Mouse Genome Headlines
-
The mouse genome is about 14% smaller than the human genome (2.5 Gb
compared with 2.9 Gb). The difference probably reflects a higher rate of
deletion in the mouse lineage.
-
Over 90% of the mouse and human genomes can be partitioned into corresponding
regions of conserved synteny, reflecting segments in which the gene order in
the most recent common ancestor has been conserved in both species.
-
At the nucleotide level, approximately 40% of the human genome can be aligned to
the mouse genome. These sequences seem to represent most of the orthologous
sequences that remain in both lineages from the common ancestor, with the rest
likely to have been deleted in one or both genomes.
-
The neutral substitution rate has been roughly half a nucleotide substitution
per site since the divergence of the species, with about twice as many of these
substitutions having occurred in the mouse compared with the human lineage.
-
By comparing the extent of genome-wide sequence conservation to the neutral
rate, the proportion of small (50-100 bp) segments in the mammalian genome that
is under (purifying) selection can be estimated to be about 5%.

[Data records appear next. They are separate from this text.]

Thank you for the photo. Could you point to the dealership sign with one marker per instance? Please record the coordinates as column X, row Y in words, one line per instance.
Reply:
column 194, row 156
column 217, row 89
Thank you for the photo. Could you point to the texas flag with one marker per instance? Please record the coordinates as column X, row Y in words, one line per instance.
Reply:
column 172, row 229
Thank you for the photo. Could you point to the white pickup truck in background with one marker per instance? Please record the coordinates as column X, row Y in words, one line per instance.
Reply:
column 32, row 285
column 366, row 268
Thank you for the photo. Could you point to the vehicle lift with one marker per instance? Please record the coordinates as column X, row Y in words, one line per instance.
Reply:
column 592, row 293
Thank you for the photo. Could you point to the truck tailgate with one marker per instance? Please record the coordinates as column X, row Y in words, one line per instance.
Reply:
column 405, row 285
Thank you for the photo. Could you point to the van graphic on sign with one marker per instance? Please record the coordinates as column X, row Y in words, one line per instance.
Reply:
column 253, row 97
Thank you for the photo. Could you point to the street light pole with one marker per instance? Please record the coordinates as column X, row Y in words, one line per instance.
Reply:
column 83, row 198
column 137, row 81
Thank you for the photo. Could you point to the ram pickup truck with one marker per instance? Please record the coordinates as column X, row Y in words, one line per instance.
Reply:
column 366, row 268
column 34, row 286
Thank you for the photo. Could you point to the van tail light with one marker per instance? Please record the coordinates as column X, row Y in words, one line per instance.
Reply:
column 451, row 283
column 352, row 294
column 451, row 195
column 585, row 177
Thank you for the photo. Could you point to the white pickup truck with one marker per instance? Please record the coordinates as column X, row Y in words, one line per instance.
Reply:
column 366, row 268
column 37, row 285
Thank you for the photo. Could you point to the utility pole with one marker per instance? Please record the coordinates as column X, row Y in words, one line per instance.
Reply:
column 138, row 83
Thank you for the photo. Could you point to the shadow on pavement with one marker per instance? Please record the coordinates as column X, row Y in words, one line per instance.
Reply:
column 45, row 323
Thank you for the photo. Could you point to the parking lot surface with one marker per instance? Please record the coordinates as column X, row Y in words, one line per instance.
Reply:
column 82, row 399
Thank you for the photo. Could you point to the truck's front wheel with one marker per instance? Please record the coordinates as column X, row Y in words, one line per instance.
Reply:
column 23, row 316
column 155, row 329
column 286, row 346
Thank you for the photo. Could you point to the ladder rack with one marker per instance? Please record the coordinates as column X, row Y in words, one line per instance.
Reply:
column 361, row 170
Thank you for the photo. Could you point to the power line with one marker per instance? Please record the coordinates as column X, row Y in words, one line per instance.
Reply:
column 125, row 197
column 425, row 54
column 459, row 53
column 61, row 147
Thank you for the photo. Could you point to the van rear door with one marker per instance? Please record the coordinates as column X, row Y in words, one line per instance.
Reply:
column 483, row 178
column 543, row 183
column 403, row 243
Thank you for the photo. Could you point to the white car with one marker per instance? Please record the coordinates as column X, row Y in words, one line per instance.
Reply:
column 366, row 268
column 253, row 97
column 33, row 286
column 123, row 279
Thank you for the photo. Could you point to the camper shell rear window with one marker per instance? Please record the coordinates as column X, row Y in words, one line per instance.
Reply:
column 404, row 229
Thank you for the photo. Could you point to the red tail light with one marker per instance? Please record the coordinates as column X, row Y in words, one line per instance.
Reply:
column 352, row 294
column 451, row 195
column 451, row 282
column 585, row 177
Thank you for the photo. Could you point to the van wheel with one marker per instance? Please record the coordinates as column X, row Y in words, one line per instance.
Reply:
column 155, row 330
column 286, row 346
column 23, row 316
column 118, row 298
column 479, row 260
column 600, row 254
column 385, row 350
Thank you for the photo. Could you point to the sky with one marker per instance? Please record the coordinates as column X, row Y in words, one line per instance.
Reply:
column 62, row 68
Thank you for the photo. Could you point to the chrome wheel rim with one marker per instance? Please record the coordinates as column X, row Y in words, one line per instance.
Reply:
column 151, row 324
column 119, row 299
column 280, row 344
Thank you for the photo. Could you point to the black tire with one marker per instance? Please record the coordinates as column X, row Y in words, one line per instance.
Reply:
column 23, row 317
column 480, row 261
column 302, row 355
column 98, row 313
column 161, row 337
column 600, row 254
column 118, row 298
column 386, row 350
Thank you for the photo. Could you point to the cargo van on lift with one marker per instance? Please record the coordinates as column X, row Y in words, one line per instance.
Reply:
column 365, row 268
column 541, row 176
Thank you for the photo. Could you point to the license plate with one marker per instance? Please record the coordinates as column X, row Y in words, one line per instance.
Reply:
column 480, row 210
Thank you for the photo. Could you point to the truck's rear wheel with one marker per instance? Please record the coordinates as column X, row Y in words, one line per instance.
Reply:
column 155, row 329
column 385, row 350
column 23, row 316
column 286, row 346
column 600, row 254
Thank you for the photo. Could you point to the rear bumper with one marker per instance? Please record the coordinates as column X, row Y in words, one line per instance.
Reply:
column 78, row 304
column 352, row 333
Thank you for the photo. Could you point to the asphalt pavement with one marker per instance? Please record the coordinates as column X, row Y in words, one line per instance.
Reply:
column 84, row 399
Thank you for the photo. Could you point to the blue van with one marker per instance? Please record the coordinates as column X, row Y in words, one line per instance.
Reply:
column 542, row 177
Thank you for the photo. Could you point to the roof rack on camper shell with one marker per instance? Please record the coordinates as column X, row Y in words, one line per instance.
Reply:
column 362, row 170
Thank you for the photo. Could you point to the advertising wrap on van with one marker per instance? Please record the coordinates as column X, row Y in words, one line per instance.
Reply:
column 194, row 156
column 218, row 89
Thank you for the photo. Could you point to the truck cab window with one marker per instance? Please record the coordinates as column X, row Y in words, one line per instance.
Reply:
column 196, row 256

This proportion is much higher than can be explained by protein-coding
sequences alone, implying that the genome contains many additional features
(such as untranslated regions, regulatory
elements, non-protein-coding genes, and chromosomal structural elements) under
selection for biological function.
-
The mammalian genome is evolving in a non-uniform manner, with various
measures of divergence showing substantial variation across the genome.
-
The mouse and human genomes each seem to contain about 30,000 protein-coding
genes. These refined estimates have been derived from both new evidence-based
analyses that produce larger and more complete sets of gene predictions, and
new de novo gene predictions that do not rely on previous evidence of
transcription or homology. The proportion of mouse genes with a single
identifiable orthologue in the human genome seems to be approximately 80%.

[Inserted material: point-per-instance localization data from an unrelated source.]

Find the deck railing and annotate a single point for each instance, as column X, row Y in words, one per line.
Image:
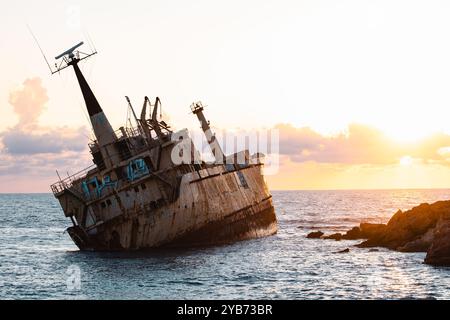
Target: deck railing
column 66, row 183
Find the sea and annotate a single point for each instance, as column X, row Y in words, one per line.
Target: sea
column 39, row 261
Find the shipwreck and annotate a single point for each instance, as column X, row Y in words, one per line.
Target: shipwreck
column 145, row 191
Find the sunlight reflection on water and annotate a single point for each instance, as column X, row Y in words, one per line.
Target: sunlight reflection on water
column 35, row 255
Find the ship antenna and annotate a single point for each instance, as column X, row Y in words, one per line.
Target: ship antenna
column 70, row 56
column 134, row 114
column 40, row 49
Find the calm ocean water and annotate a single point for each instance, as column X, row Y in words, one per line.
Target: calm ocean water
column 39, row 261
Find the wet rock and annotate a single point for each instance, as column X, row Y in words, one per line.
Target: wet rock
column 439, row 252
column 343, row 251
column 407, row 231
column 334, row 236
column 315, row 235
column 420, row 244
column 353, row 234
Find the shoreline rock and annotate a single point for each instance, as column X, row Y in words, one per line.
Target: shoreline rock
column 315, row 235
column 424, row 228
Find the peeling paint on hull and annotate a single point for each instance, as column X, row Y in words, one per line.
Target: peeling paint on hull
column 203, row 215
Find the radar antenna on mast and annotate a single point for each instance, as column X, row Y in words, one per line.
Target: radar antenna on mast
column 70, row 56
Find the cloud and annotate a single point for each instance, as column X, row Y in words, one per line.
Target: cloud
column 54, row 141
column 29, row 101
column 29, row 149
column 360, row 144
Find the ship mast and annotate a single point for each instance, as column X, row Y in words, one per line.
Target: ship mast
column 103, row 130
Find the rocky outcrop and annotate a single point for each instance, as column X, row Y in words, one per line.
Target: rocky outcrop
column 314, row 235
column 425, row 228
column 334, row 236
column 439, row 251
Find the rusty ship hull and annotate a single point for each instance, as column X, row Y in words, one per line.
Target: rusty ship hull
column 149, row 187
column 213, row 208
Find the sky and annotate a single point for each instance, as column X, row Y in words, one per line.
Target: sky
column 358, row 90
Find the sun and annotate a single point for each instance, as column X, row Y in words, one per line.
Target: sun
column 406, row 161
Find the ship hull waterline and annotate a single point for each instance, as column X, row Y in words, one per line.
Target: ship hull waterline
column 220, row 215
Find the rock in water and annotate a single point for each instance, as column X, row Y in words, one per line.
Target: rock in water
column 407, row 231
column 314, row 235
column 344, row 251
column 439, row 252
column 334, row 236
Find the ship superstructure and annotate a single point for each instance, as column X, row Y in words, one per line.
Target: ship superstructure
column 149, row 188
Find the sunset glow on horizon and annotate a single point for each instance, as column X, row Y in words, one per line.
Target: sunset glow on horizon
column 359, row 90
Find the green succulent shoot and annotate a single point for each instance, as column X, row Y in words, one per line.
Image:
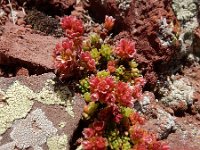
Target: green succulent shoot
column 106, row 51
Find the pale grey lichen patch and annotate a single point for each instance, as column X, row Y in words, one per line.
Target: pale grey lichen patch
column 58, row 142
column 61, row 95
column 185, row 9
column 19, row 102
column 8, row 146
column 166, row 123
column 187, row 13
column 32, row 131
column 166, row 35
column 178, row 94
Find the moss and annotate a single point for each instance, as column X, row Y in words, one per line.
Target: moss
column 58, row 142
column 19, row 102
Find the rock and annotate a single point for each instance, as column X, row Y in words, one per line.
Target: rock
column 179, row 96
column 148, row 23
column 36, row 112
column 22, row 72
column 22, row 48
column 186, row 136
column 20, row 22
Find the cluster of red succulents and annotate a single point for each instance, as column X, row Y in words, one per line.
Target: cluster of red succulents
column 93, row 137
column 110, row 84
column 68, row 56
column 125, row 49
column 87, row 61
column 143, row 140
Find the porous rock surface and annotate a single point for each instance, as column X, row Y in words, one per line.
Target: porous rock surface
column 18, row 46
column 143, row 20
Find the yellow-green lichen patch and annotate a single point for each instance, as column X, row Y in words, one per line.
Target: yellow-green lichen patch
column 19, row 102
column 58, row 142
column 56, row 95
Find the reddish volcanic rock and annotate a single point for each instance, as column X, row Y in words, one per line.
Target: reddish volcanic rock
column 142, row 20
column 19, row 47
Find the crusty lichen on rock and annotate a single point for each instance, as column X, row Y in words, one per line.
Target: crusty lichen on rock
column 58, row 142
column 19, row 102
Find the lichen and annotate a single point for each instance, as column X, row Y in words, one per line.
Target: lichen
column 57, row 142
column 19, row 102
column 185, row 9
column 166, row 123
column 32, row 131
column 60, row 95
column 18, row 99
column 187, row 13
column 180, row 92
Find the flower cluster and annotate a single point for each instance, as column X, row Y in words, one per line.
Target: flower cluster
column 110, row 83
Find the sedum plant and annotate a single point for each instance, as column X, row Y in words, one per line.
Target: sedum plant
column 110, row 83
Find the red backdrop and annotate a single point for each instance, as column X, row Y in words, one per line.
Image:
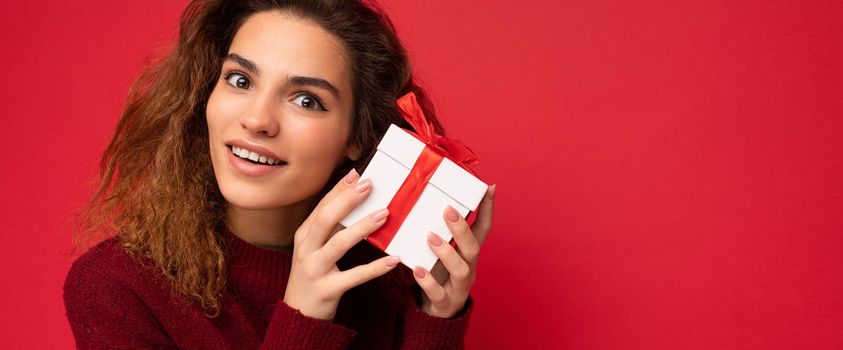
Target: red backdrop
column 669, row 172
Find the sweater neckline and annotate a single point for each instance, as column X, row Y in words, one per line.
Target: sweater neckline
column 256, row 263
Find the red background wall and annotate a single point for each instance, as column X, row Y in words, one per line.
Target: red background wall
column 669, row 172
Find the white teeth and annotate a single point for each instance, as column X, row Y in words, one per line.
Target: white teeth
column 244, row 153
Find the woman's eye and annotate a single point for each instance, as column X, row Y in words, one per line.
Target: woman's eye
column 237, row 80
column 309, row 102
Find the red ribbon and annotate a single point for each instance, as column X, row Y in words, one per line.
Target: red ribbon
column 436, row 147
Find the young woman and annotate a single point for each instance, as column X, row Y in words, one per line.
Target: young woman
column 232, row 163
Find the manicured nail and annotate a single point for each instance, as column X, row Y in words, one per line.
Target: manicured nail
column 434, row 239
column 363, row 186
column 451, row 214
column 380, row 215
column 392, row 261
column 352, row 175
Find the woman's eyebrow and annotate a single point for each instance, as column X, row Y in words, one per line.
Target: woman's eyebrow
column 249, row 65
column 295, row 80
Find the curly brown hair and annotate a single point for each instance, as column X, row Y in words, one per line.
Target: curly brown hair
column 156, row 188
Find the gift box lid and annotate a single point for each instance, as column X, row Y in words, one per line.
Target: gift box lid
column 449, row 178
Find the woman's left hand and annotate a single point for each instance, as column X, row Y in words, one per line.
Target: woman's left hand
column 445, row 291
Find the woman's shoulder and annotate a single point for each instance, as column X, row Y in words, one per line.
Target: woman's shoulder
column 106, row 261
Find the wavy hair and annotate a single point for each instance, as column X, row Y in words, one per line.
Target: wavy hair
column 156, row 189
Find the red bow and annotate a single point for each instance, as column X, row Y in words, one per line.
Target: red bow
column 454, row 150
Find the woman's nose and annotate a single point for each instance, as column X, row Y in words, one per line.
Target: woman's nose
column 262, row 118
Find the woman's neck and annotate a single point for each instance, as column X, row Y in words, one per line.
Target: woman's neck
column 272, row 229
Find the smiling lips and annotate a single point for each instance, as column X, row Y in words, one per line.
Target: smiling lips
column 254, row 157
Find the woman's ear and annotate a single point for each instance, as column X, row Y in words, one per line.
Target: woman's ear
column 353, row 152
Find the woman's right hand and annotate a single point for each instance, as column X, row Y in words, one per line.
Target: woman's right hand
column 316, row 284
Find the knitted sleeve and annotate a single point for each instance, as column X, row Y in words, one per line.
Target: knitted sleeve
column 422, row 331
column 290, row 329
column 105, row 314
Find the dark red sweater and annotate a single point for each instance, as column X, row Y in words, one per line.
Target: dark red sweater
column 112, row 301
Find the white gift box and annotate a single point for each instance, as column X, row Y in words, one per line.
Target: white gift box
column 450, row 185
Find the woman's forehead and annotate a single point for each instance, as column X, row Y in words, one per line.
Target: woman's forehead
column 281, row 45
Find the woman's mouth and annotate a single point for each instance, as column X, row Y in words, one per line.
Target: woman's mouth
column 253, row 157
column 251, row 163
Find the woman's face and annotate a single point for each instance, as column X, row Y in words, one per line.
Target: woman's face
column 279, row 117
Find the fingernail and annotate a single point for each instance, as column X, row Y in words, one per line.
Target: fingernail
column 352, row 175
column 380, row 215
column 434, row 239
column 363, row 186
column 392, row 261
column 451, row 214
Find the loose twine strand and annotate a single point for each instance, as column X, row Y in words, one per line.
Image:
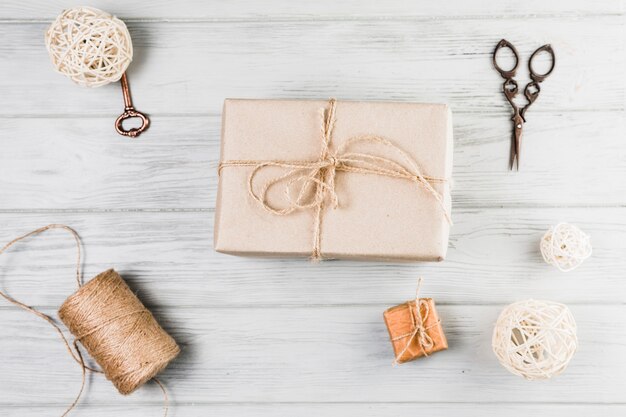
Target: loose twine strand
column 76, row 353
column 316, row 179
column 419, row 332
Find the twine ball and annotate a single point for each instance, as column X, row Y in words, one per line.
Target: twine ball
column 89, row 46
column 535, row 339
column 565, row 246
column 118, row 331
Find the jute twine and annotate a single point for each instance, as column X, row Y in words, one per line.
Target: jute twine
column 535, row 339
column 315, row 180
column 565, row 246
column 115, row 328
column 89, row 46
column 419, row 332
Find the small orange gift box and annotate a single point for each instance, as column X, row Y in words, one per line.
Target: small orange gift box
column 415, row 329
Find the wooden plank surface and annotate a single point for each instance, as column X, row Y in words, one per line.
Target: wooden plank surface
column 493, row 259
column 287, row 337
column 188, row 67
column 359, row 409
column 326, row 9
column 81, row 163
column 319, row 354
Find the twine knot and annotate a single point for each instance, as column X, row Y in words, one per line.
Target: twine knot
column 309, row 184
column 419, row 332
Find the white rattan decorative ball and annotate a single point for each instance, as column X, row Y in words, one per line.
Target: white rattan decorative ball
column 89, row 46
column 535, row 339
column 565, row 246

The proportion of mouse genes without any homologue currently detectable in
the human genome (and vice versa) seems to be less than 1%.
-
Dozens of local gene family expansions have occurred in the mouse lineage.

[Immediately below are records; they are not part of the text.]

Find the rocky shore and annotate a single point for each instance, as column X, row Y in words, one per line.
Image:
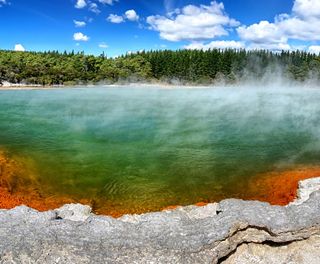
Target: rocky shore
column 232, row 231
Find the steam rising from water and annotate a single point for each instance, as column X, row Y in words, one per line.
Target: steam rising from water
column 152, row 147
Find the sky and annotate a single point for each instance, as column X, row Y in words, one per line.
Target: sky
column 117, row 27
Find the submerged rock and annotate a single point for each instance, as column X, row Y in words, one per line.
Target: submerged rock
column 232, row 231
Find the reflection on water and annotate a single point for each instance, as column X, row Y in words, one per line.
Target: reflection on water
column 143, row 149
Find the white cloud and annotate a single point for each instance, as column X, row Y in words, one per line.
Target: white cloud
column 303, row 23
column 223, row 44
column 93, row 7
column 79, row 23
column 306, row 8
column 80, row 37
column 81, row 4
column 108, row 2
column 19, row 47
column 131, row 15
column 103, row 45
column 314, row 49
column 115, row 19
column 193, row 23
column 262, row 32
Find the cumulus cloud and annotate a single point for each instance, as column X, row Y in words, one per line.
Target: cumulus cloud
column 80, row 37
column 131, row 15
column 19, row 47
column 314, row 49
column 93, row 7
column 103, row 45
column 108, row 2
column 81, row 4
column 79, row 23
column 303, row 23
column 115, row 19
column 193, row 23
column 223, row 44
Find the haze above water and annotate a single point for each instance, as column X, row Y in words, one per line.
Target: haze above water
column 154, row 147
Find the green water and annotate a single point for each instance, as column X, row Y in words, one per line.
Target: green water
column 150, row 148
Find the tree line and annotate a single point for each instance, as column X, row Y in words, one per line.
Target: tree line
column 185, row 66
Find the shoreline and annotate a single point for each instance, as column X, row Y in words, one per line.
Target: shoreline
column 216, row 233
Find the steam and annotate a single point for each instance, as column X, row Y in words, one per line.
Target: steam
column 147, row 142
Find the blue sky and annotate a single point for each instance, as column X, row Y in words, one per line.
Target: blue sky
column 120, row 26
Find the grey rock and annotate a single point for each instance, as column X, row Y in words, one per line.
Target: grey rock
column 209, row 234
column 74, row 212
column 305, row 189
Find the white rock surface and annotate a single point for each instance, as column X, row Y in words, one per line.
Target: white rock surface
column 74, row 212
column 233, row 231
column 306, row 187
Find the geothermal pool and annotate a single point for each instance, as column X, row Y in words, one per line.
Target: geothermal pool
column 133, row 150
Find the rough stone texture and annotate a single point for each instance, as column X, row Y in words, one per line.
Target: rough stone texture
column 229, row 231
column 302, row 252
column 307, row 187
column 74, row 212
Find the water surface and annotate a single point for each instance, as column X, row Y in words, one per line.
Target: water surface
column 142, row 149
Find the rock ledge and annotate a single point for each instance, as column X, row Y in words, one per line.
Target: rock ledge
column 232, row 231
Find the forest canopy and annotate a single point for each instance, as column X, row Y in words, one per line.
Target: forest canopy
column 184, row 66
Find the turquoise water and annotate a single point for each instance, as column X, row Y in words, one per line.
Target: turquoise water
column 152, row 147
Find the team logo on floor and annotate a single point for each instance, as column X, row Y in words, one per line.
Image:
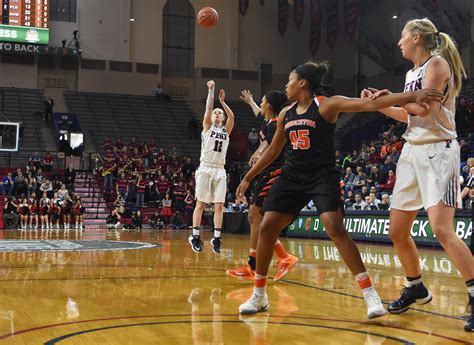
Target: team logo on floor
column 64, row 245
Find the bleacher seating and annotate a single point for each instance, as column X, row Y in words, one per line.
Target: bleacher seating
column 111, row 115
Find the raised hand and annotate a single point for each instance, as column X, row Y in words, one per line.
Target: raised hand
column 221, row 95
column 211, row 84
column 246, row 96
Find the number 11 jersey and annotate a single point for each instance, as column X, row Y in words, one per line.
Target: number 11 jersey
column 214, row 144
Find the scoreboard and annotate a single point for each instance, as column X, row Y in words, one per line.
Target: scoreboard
column 25, row 21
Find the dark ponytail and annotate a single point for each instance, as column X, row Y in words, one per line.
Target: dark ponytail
column 277, row 100
column 313, row 73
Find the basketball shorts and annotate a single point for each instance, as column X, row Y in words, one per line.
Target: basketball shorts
column 291, row 192
column 263, row 186
column 427, row 174
column 211, row 184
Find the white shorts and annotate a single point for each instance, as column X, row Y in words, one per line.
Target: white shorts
column 211, row 184
column 427, row 174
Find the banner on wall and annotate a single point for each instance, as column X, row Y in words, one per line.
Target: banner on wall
column 282, row 16
column 375, row 228
column 332, row 12
column 298, row 12
column 243, row 6
column 315, row 27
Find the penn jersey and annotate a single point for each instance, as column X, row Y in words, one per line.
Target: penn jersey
column 214, row 144
column 440, row 124
column 310, row 140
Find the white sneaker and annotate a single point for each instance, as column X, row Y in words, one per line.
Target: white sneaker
column 375, row 307
column 255, row 304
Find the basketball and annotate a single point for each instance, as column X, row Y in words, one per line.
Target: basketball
column 208, row 17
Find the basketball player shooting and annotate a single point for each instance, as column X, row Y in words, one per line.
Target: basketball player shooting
column 211, row 176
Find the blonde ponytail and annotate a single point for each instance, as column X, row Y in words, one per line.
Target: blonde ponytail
column 447, row 49
column 439, row 43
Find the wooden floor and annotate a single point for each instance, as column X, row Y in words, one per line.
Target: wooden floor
column 170, row 295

Most of these seem to involve genes related to reproduction, immunity and
olfaction, suggesting that these physiological systems have been the focus of
extensive lineage-specific innovation in rodents.
-
Mouse-human sequence comparisons allow an estimate of the rate of protein
evolution in mammals. Certain classes of secreted proteins implicated in
reproduction, host defence and immune response seem to be under positive
selection, which drives rapid evolution.
-
Despite marked differences in the activity of transposable elements between
mouse and human, similar types of repeat sequences have accumulated in the
corresponding genomic regions in both species. The correlation is stronger
than can be explained simply by local (G+C) content and points to additional
factors influencing how the genome is moulded by transposons.
-
By additional sequencing in other mouse strains, we have identified about 80,000
single nucleotide polymorphisms (SNPs). The distribution of SNPs reveals that
genetic variation among mouse strains occurs in large blocks, mostly reflecting
contributions of the two subspecies Mus musculus domesticus and
Mus musculus musculus to current laboratory strains.